While answering the telephones at Central Office, on several occasions I received a call of this nature: “Group is doing it wrong. Something has to be done. Call the AA Police.”
Sorry there is no AA Police.
In my home group, on the last meeting of the month, the current chair asks for a volunteer to chair for the next month. Several years ago, an individual with about 90 days of sobriety volunteered. He had shared several times during the previous 3 months. He always introduced himself as an addict. He shared that he was a professional in the mental health area. He was intelligent and charismatic.
At his first meeting as chairperson, he rearranged the tables and chairs. We had around a dozen visitors from a local college in attendance. Our new chair chose a topic dealing with mental health and them shared with the group that he had never had a drink in his life. I was appalled. My group had become a group therapy session.

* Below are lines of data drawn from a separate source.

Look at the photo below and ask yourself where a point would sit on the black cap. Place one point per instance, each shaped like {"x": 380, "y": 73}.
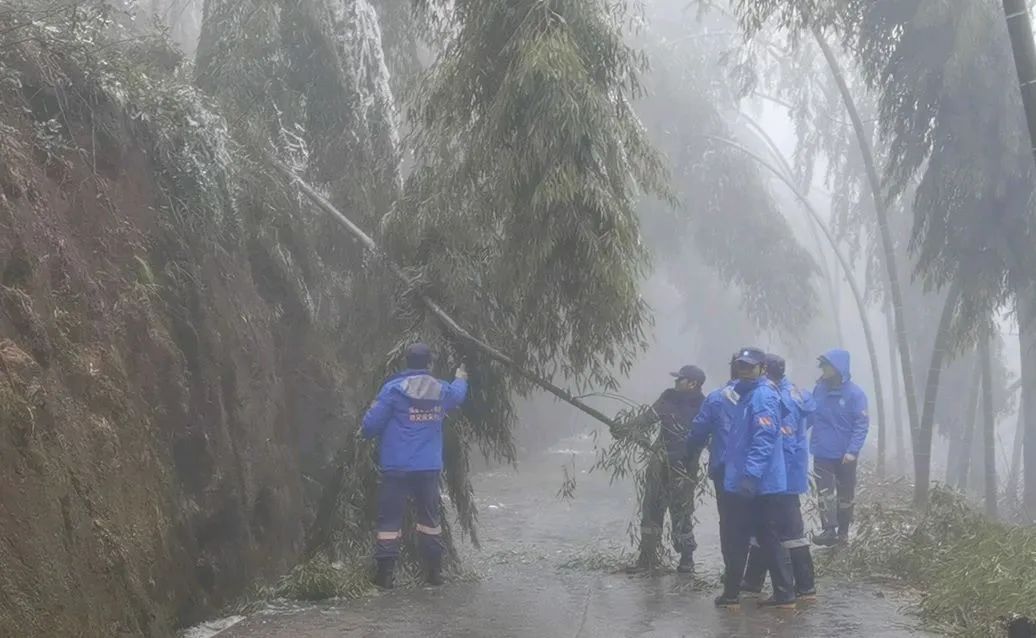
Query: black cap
{"x": 691, "y": 373}
{"x": 419, "y": 356}
{"x": 775, "y": 366}
{"x": 752, "y": 356}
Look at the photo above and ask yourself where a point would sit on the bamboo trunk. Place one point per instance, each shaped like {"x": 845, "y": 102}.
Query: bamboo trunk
{"x": 448, "y": 321}
{"x": 989, "y": 429}
{"x": 843, "y": 262}
{"x": 922, "y": 452}
{"x": 971, "y": 415}
{"x": 1024, "y": 49}
{"x": 922, "y": 464}
{"x": 1012, "y": 474}
{"x": 897, "y": 409}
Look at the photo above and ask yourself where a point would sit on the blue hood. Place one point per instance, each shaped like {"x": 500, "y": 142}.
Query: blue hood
{"x": 839, "y": 359}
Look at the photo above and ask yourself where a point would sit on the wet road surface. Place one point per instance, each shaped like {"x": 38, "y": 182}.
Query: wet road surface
{"x": 547, "y": 569}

Something had to be done!
I talked to our group secretary and our GSR. I called for a business meeting, during which I brought pamphlets like “An AA Group” “Information on AA” and books like “The AA Service Manual.” I had marked these with markers to underline the important points.
A debate occurred and no decision was made. The group was divided. Our chairperson continued to chair for 3 weeks; the debate continued. At the end of the month, we were asked for a volunteer to chair the meeting for the next month. An old timer raised his hand. The following week she shared her experience, strength, and hope in dealing with her alcoholism. We were an AA group again.
Tradition Four deals with a group’s right to be wrong. Bill W. wrote about it in “The Twelve Steps and Twelve Traditions.” Tradition 4 contains AA’s only rule; Rule #62: “Don’t take yourself too damn seriously!”
For a good read, a dose of AA history, and the rest of the story behind Rule #62, check out Tradition Four from the 12×12.